Por eso es que, a propósito del debut de la selección peruana en la Copa América –hoy, contra Brasil, desde las 7 de la noche–, les pedimos a cinco escritores peruanos que nos compartan algunos de sus recuerdos ligados a las canchas. No todos se remontan a la niñez, por cierto, sino que también aluden a experiencias ya adultas. Lo que quizá confirme que el fútbol siempre nos devuelve, sin importar la edad, a ese instante emocionante y sencillo que es anhelar un gol. ¿Será que ese es su secreto?
José Carlos Yrigoyen
Confieso que fui un arquero desigual. Combiné tardes para la memoria y el olvido. Guardo un puñado de veces en que salí como héroe de la cancha. Sé que el goleador nunca tendrá el privilegio que hasta a los porteros amateurs se les ha deparado alguna vez: el de ser invulnerable. He sido quizá más valiente bajo el arco que en la vida: no me daba miedo romperme una falange con tal de salvar una pelota imposible que se colaba por el ángulo. Ni el yeso que debí llevar todo un verano por esa maniobra me hizo arrepentirme. Valió cada segundo.
Jorge Cuba Luque
Me encontraba en París misio, convertido en un sans domicile fixe. El mundo, sin nuestra selección, seguía las incidencias del mundial de Italia 90.
Un amigo, que me presentó a Javier, otro peruano sin vivienda, me dio la dirección de un lugar donde nos albergarían: un dormidero para vagabundos. Llegamos y nos aceptaron. Al amanecer un timbrazo nos instó a abandonar el lugar, tomando antes un café. Javier y yo hablábamos del Perú ante una mesita cuando vimos que un bigotón de pelo ensortijado nos miraba sonriendo. De pronto nos hizo un gesto de adiós, dijo “¡Guadalajara!” y se fue apresurado. Al día siguiente ocurrió lo mismo. Al tercer día lo abordamos. Le preguntamos en castellano de dónde era, por qué lo de Guadalajara. Nos respondió en francés que era marroquí, que había captado que éramos peruanos. Nos recordó que Marruecos participó en el mundial de México 70 en el mismo grupo que Perú, que le guastaba la sonoridad de “Guadalajara” pues parecía árabe. Además, recordaba el partido Brasil-Perú jugado Guadalajara, pero, sobre todo, recordaba la camiseta de la selección peruana, que le parecía muy bonita.
Renato Cisneros
Cancha de la Universidad de Lima, complejo de Mayorazgo.
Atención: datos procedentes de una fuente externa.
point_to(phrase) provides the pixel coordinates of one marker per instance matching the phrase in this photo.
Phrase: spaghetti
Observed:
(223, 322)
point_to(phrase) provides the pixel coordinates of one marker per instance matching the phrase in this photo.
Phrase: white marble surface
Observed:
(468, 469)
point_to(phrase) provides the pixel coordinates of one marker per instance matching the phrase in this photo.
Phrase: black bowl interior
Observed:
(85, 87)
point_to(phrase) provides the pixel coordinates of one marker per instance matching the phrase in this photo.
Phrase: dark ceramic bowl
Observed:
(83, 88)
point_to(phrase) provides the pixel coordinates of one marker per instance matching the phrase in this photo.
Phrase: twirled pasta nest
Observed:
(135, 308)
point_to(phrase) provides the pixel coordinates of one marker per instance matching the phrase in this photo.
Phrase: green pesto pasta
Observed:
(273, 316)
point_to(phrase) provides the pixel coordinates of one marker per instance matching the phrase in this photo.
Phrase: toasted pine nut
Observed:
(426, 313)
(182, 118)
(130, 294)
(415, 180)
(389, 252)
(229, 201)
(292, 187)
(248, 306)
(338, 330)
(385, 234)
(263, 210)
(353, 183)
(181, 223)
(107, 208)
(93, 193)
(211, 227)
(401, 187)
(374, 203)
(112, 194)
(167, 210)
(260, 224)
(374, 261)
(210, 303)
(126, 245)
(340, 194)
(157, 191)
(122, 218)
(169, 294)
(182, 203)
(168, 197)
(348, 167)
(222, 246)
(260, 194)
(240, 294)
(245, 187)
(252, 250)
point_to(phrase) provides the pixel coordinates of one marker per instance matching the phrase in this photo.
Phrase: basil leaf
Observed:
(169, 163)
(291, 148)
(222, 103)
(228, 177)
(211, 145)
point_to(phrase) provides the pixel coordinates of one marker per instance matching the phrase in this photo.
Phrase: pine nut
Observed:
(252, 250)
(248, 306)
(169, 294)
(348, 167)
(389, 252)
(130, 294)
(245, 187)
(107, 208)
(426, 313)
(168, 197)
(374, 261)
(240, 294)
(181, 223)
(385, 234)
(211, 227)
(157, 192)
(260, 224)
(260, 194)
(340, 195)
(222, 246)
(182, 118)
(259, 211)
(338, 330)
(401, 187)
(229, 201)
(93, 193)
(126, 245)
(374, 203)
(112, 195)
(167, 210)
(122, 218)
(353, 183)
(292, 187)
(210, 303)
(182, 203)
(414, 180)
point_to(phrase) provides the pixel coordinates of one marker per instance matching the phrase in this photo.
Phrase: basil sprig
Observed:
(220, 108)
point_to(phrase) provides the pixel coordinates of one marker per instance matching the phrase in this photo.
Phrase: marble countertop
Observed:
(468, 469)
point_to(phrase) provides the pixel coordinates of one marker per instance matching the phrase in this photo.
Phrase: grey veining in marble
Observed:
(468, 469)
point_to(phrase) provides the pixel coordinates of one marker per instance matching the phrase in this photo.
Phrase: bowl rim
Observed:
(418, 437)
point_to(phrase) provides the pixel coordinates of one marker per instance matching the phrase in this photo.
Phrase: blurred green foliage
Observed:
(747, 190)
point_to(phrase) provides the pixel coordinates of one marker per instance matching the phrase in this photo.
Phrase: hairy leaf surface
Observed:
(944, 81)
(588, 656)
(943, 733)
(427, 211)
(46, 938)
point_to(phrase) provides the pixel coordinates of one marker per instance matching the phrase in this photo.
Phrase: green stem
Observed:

Año 2000. Final de la Bundesliga de la Facultad de Comunicaciones. Mi equipo, «Tu Vieja», enfrentaba a «Dextre». El marcador se mantuvo 1-1 casi todo el partido hasta que, faltando seis minutos, pesqué una pelota en el borde del área y colgué a ‘Paleta’, el arquero rival. Campeonamos con ese gol y me consagré como la figura de la jornada. Nunca antes y nunca después me pasó algo similar. Hasta el día de hoy, cuando regreso amargo de una pichanga, sobre todo si he fallado muchos pases o goles, evoco ese único momento de gloria y trato de convencerme de que aún conservo algo de aquella rapidez e instinto. Quizá para eso sirven los recuerdos triunfales: para aferrarse a ellos y disimular el inexorable deterioro.
Leonardo Ledesma Watson
A diferencia de Nick Hornby, enamorarme del fútbol, para mí, tenía mucho sentido y algunas cuantas explicaciones: crecí en una familia de futbolistas, a unas cuadras del estadio de Alianza Lima al que fui desde chico, y el hermano de mi madre murió en el Fokker. A los doce años, no tuve mejor idea que irme a jugar a la U por razones que nadie más entendió a excepción de mí. El primer partido fue precisamente un clásico. Íbamos perdiendo y, faltando cinco minutos, me tocó patear el penal del empate. Hice el gol y me felicitaron. Me sentí feliz y extraño a la vez. Vi sufrir a chicos que tenían la camiseta del equipo del que hasta hoy soy hincha. Las cosas nunca más fueron las mismas.
Ernesto Carlín
En un día como el de ayer [16 de junio], hace un cuarto de siglo, se celebró en el Perú el Día del Padre. Ese día se inauguraba también el estadio Miguel Grau del Callao con un partido del Sport Boys por el campeonato local. Difícil disyuntiva para los hinchas rosados. Celebrar con el clásico desayuno almuerzo del Día del Padre o asistir a la apertura de “nuestra casa”. En ese tiempo, barrista asiduo de la Juventud Rosada, me carcomía la duda existencial de cómo cumplir con mi progenitor y mi amor, la Misilera. Opté con un poco de duda por invitar a mi viejo, también rosado, al estadio. Me dijo rápida y entusiastamente que sí. Ese 16 de junio ganamos con gol de Germán Carty y alguno más. Y, como otros miles de hinchas rosados, recorrimos el “nuevo templo” de nuestra fe. Hasta alabábamos –sin tener mucha idea del tema– la resistencia de sus materiales y la belleza de su arquitectura. En casa, con cara de pocos amigos, esperaban mi madre y hermana con el almuerzo. Fue un bonito domingo.